So if you were in the outermost lane and didn't make the right turn, it's your fault.


----------



## joemate (Apr 25, 2012)

you can be going straight on in the outer lane too so you don't necessarily be taking the exit


----------



## iggles (Jan 4, 2015)

lets all agree on this, a roundabout (a circle) is to complicated for the folk of UAE


----------



## The Rascal (Aug 6, 2014)

Best way to exit trade centre roundabout when turning left towards jumeriah (from SZR) is to start in the right hand lane, it goes quicker. then indicate and just do it, people back off.


----------



## The Rascal (Aug 6, 2014)

iggles said:


> lets all agree on this, a roundabout (a circle) is to complicated for the folk of UAE


What would you know doppelgänger?


----------



## iggles (Jan 4, 2015)

The Rascal said:


> What would you know doppelgänger?


Razzle - I love it that I've got underneath your skin :heh: :heh: :heh:


----------



## iggles (Jan 4, 2015)

iggles said:


> Razzle - I love it that I've got underneath your skin :heh: :heh: :heh:


FYI - Dizzee asked me if we could go for a drink!

:noidea:


----------



## The Rascal (Aug 6, 2014)

iggles said:


> FYI - Dizzee asked me if we could go for a drink!
> 
> :noidea:


You're weird, what i actually said was I'd let you buy me a drink.

Never said you had to be there did I?


----------



## FShadow (Jul 8, 2015)

Dibblington said:


> You do know how a roundabout works do you?
> 
> If you're in the outer lane, the driver was probably expecting you to be taking the exit. But then if he wanted to take the exit then he should have been in the outer lane. From a 2-line description, sounds like it's 50:50, you're both in the wrong, fix your own cars and both learn how to use a roundabout properly.
> 
> From what I've seen in Dubai, lanes and roundabouts mean very little to a lot of drivers out here.


First of all, please learn how to speak politely. There's a way to speak without being snarky.

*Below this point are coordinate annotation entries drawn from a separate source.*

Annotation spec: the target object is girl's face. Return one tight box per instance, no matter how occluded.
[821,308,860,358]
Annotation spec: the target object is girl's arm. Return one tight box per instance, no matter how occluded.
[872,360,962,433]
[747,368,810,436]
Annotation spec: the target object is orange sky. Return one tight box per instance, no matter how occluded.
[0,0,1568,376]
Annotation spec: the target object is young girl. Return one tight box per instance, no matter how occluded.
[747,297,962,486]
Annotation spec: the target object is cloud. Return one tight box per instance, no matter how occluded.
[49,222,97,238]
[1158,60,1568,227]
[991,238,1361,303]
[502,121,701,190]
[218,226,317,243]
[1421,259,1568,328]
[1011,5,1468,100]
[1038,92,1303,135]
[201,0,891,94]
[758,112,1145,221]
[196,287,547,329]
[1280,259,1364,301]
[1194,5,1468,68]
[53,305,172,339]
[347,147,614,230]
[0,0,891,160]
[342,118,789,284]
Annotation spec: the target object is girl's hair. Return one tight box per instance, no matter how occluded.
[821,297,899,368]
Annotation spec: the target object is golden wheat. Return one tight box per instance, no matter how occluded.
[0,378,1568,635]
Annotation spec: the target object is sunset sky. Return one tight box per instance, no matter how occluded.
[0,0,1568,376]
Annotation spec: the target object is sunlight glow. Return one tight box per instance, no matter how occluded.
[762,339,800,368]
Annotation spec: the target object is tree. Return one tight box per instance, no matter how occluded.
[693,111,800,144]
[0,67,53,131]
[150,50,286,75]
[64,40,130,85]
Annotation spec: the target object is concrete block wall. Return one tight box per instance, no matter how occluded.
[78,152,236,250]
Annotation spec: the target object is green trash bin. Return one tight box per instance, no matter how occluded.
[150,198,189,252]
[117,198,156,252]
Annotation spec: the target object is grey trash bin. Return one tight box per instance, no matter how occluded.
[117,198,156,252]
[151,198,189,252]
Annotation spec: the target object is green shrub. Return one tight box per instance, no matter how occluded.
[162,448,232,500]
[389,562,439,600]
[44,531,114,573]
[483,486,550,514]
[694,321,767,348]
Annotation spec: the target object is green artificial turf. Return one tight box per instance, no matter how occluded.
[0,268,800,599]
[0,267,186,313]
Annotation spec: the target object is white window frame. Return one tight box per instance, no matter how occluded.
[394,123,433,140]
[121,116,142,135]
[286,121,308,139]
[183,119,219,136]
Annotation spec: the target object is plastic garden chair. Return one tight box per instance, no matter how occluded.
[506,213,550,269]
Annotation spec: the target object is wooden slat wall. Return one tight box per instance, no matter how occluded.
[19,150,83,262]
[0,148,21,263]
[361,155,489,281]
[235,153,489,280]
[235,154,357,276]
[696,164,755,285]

And secondly, I got my license just over a year ago, my driving institute taught me how to drive on two roundabouts - one with a single lane, and an empty one with two lanes. I was not taught how to tackle massive roundabouts and have not encountered any problems by driving in the outermost lane when taking the second exit. Cut us some slack 

Ever read the books for the theory test? I'm guessing you haven't. It says to go straight you can either be on the first or the second lane. Could show you actual proof if you care that much.


----------



## Dibblington (Apr 20, 2015)

FShadow said:


> First of all, please learn how to speak politely. There's a way to speak without being snarky.

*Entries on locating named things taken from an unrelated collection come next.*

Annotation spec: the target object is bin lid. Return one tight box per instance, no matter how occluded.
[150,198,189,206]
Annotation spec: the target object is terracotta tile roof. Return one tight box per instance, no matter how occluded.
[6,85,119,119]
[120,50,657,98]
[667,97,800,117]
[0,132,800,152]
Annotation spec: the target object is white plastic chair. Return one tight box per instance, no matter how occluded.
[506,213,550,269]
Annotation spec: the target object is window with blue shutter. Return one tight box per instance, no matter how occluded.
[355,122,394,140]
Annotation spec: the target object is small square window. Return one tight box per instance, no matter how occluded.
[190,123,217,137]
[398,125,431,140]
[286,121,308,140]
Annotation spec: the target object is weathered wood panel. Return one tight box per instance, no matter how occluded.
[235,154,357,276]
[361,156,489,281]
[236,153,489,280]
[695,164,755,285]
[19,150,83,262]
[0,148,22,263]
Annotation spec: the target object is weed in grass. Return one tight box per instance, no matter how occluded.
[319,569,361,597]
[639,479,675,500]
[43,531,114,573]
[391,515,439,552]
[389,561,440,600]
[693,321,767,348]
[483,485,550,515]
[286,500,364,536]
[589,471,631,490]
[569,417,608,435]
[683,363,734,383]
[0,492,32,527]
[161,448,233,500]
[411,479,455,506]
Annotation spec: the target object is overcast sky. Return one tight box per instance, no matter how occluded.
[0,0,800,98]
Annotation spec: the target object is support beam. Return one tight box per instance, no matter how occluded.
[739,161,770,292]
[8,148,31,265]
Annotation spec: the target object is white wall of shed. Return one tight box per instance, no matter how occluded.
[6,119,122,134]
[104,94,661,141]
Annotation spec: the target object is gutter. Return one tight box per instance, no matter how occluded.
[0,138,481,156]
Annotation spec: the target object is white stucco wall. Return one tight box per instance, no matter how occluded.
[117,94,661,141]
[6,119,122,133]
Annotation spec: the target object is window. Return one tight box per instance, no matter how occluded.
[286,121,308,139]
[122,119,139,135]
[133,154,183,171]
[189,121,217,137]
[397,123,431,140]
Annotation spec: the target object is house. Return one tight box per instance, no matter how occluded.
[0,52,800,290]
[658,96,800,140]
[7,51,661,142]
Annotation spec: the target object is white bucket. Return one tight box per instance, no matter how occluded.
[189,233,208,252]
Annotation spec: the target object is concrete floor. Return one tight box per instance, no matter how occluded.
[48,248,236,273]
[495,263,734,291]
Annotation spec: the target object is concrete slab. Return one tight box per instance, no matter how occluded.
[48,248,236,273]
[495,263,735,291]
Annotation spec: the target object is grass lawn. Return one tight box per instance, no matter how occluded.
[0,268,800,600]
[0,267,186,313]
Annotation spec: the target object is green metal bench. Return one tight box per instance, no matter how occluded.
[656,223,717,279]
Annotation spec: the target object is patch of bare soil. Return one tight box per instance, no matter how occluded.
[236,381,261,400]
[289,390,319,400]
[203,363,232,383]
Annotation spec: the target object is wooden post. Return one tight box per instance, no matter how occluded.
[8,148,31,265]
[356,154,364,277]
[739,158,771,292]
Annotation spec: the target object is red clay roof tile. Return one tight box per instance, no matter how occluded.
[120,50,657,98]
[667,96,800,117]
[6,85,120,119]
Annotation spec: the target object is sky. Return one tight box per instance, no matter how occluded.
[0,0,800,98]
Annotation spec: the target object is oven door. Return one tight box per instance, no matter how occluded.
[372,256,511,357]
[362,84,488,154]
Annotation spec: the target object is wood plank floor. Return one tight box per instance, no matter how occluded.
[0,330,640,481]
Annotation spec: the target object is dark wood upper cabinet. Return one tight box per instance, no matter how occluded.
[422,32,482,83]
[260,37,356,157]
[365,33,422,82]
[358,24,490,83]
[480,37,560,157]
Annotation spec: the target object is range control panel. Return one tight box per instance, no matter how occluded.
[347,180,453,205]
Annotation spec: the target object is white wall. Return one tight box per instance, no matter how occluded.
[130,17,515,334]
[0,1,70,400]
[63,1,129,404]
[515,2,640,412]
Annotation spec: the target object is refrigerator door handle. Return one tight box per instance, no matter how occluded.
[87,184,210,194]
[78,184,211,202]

Exactly what I thought when you referred to the 'idiot' on the roundabout when it sounds like you were at fault.


----------



## Stevesolar (Dec 21, 2012)

Now, now children - no fighting in the playground!!


----------



## iggles (Jan 4, 2015)

Stevesolar said:


> Now, now children - no fighting in the playground!!


How to deal with Roundabouts in the UK

How to do Roundabouts

On approaching a roundabout take notice and act on all the information available to you, including traffic signs, traffic lights and lane markings which direct you into the correct lane.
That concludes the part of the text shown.